Следовательно, даже в утверждении искусства витальности, действия, деяния, торжествующей материи и полной случайности все равно устанавливается неустранимая диалектика между произведением и открытостью его прочтений. Произведение является открытым, пока оно остается произведением: за этим пределом мы сталкиваемся с открытостью как шумом.

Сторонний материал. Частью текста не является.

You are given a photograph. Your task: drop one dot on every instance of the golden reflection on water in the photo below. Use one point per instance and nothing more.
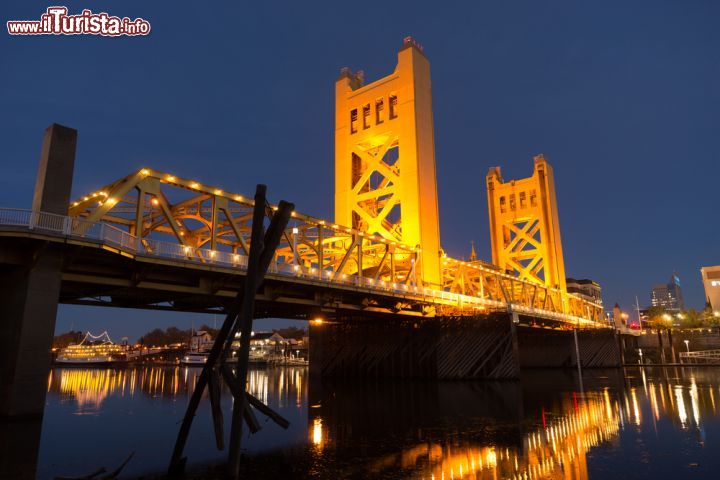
(557, 449)
(91, 387)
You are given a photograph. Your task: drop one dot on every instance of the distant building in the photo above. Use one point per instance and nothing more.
(711, 282)
(619, 320)
(585, 288)
(668, 295)
(201, 341)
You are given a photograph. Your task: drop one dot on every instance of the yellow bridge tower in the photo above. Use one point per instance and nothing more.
(524, 226)
(385, 158)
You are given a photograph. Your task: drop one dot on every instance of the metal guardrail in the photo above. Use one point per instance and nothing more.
(74, 227)
(701, 354)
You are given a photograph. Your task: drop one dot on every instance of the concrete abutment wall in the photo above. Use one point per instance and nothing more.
(444, 348)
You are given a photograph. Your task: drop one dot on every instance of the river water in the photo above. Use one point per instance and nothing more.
(636, 423)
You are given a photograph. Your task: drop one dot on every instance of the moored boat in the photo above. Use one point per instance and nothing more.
(93, 350)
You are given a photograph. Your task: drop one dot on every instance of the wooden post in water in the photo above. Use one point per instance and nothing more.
(239, 317)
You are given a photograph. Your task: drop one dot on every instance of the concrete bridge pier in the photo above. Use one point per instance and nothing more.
(442, 348)
(490, 346)
(30, 287)
(546, 348)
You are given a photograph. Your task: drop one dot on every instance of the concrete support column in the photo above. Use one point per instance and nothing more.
(29, 293)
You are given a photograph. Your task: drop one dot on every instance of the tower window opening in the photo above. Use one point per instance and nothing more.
(353, 120)
(379, 107)
(393, 106)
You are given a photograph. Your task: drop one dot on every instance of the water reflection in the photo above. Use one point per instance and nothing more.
(541, 427)
(475, 432)
(88, 388)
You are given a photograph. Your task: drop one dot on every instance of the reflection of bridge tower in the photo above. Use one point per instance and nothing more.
(385, 157)
(524, 226)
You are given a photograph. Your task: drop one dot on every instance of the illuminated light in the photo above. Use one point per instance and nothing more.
(317, 432)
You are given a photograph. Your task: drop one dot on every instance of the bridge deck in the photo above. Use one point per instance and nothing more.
(111, 267)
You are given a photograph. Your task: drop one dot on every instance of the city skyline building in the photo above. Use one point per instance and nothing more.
(668, 295)
(585, 288)
(711, 282)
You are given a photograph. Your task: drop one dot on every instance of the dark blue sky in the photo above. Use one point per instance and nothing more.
(622, 97)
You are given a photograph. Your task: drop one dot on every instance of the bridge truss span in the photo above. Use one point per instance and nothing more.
(157, 215)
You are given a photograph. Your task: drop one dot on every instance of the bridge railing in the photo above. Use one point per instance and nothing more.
(115, 237)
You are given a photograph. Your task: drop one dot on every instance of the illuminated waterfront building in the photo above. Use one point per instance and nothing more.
(668, 295)
(711, 282)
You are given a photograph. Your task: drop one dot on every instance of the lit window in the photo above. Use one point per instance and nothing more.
(353, 120)
(379, 107)
(366, 116)
(393, 106)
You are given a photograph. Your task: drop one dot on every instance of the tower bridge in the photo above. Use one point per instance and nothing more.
(157, 240)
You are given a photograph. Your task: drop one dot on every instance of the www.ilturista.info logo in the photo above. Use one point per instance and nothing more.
(56, 21)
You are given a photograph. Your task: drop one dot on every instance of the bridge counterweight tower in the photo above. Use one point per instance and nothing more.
(524, 226)
(385, 158)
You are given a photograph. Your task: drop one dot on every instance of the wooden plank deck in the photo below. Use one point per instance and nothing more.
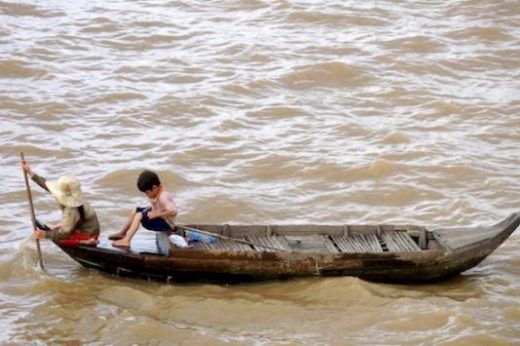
(364, 243)
(399, 242)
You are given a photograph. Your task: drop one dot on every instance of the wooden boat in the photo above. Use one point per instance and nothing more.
(391, 253)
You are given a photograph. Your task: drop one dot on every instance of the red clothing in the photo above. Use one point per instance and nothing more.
(75, 237)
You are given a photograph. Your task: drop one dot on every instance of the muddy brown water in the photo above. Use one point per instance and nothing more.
(262, 112)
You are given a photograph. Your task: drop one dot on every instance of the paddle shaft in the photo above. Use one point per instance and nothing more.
(33, 216)
(223, 237)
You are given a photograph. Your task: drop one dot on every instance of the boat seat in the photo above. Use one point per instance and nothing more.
(222, 245)
(272, 243)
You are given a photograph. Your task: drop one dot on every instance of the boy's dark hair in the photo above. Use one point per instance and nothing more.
(147, 179)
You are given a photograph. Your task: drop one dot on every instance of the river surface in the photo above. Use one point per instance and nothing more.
(262, 112)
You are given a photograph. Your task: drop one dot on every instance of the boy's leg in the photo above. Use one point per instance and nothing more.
(134, 226)
(121, 233)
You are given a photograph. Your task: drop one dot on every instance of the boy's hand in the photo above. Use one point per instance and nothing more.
(39, 234)
(152, 214)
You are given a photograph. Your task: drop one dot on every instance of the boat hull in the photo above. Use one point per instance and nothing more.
(240, 266)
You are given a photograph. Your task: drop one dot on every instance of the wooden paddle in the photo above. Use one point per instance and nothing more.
(223, 237)
(33, 217)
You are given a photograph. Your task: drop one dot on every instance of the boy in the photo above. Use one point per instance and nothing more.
(159, 217)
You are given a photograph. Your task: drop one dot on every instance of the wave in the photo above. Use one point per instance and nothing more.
(327, 74)
(19, 69)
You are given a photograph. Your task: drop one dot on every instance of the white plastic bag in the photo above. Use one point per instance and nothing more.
(177, 240)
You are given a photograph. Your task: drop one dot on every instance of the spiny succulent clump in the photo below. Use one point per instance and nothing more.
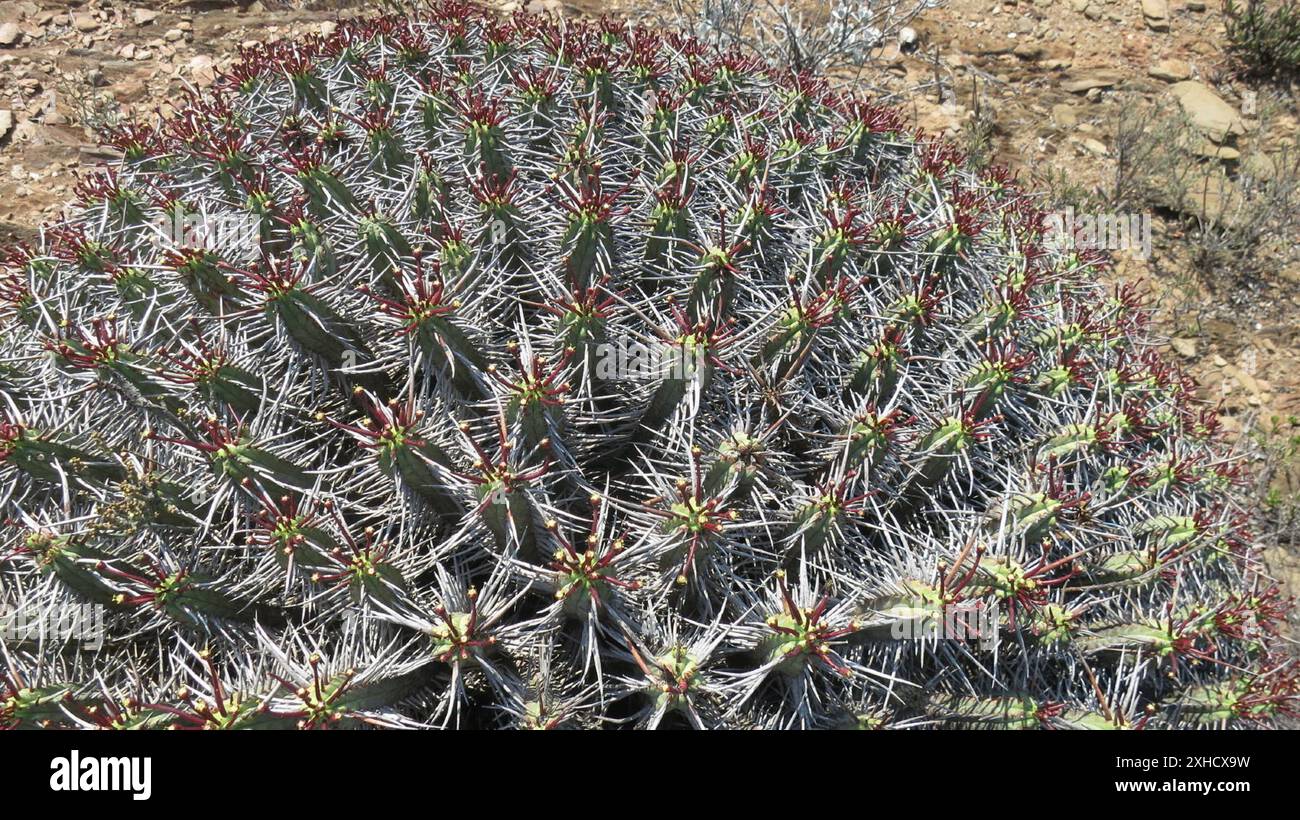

Установить, когда наступает этот «порог», — задача не эстетики, а критического взгляда, анализирующего каждую картину в отдельности; критического взгляда, который определяет, в какой мере полная открытость разнообразных зрительных возможностей все — таки намеренно связывается с определенным полем, направляющим прочтение картины и руководящим процессом выбора, — полем, которое превращает то или иное соотношение в акт коммуникации и не низводит эту связь до уровня абсурдного диалога между знаком, который уже перестал быть знаком и превратился в шум, и восприятием, которое перестало быть восприятием и превратилось в солипсистский бред.